1, The dose-escalation part (Part 1) will consist of a single-dose period and a multiple-dose period (28 days per cycle), participants during dose escalation will receive a single dose of ANS014004 on Day 1 of the single-dose period in order to obtain complete PK parameters for the single dose. There will be a 7-day washout period between the single dosing period and the multiple dosing period at the same dose level. If no dose-limiting toxicity (DLT) occurs during the 7-day washout period, participants will begin Cycle 1 (28 days per cycle) multiple dosing treatment on Day 8, receiving ANS014004 once daily (QD). participants in the backfill cohort will enter the multiple dosing period directly. The specific dose which participant receives will depend on the different cohort assignments. The dose-escalation part (Part 1) will use the initial accelerated titration design (ATD) and the traditional "3 + 3" design to determine the MTD of ANS014004 in subjects with locally advanced or metastatic solid tumors.
2. In the Dose Expansion (Part 2), participants, will receive oral administration of ANS014004 QD at each treatment cycle (28 days per cycle). An end-of-treatment (EOT) visit will be conducted within 7 days of the final dose or investigator decision to discontinue.

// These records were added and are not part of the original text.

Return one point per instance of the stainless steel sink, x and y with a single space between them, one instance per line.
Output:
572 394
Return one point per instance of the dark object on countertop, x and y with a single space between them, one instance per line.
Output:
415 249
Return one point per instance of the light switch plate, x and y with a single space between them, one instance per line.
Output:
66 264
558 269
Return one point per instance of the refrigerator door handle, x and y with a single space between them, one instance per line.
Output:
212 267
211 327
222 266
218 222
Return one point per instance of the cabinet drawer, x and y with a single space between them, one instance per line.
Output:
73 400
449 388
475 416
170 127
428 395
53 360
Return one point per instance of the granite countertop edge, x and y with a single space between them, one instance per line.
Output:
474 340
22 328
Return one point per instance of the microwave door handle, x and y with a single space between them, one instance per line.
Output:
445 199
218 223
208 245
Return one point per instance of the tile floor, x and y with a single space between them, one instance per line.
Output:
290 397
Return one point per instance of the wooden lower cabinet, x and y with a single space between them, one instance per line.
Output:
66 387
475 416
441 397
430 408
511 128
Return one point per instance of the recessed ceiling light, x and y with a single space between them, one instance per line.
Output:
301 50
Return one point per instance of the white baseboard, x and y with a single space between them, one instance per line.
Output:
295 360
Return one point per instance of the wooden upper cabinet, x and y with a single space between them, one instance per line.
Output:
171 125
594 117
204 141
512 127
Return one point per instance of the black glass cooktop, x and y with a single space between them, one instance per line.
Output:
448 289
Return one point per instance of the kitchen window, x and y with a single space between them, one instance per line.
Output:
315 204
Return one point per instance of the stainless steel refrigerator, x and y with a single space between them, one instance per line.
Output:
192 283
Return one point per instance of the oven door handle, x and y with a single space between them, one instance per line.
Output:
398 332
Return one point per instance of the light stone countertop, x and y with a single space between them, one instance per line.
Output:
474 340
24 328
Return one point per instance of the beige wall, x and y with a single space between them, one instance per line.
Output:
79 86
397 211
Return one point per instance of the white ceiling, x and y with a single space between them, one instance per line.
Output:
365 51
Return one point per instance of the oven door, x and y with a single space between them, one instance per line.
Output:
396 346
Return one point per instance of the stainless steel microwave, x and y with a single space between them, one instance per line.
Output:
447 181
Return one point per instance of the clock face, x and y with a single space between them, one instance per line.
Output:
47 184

All subjects will undergo imaging evaluations of their tumors every 8 weeks until disease progression is confirmed by the investigator, the subject begins new antitumor therapy, dies, is lost to follow-up, or withdraws from the study, whichever occurs first.

一、第1部分(剂量递增) 1、主要目的 评价 ANS014004 在局部晚期或转移性实体瘤受试者中的耐受性和安全性。 确定 ANS014004 在局部晚期或转移性实体瘤受试者中的最大耐受剂量 (MTD) 和/或 推荐的II 期剂量 (RP2D)。 2、次要目的 评估 ANS014004 及其经鉴定后的主要代谢物的药代动力学 (PK) 特征。 评价 ANS014004 在局部晚期或转移性实体瘤受试者中的临床疗效。 3、探索性研究 探索性评估肿瘤组织/ctDNA中与ANS014004 疗效相关的生物标志物。 二、第2部分(剂量扩展) 1、主要目的 评价 ANS014004 在局部晚期或转移性实体瘤受试者中的抗肿瘤活性。 2、次要目的 评价 ANS014004 在局部晚期或转移性实体瘤受试者中的临床疗效。 评价 ANS014004 的总体耐受性和安全性。 评估 ANS014004 的药代动力学 (PK) 特征。 3、探索性研究 探索性评估肿瘤组织/ctDNA中与ANS014004 疗效相关的生物标志物。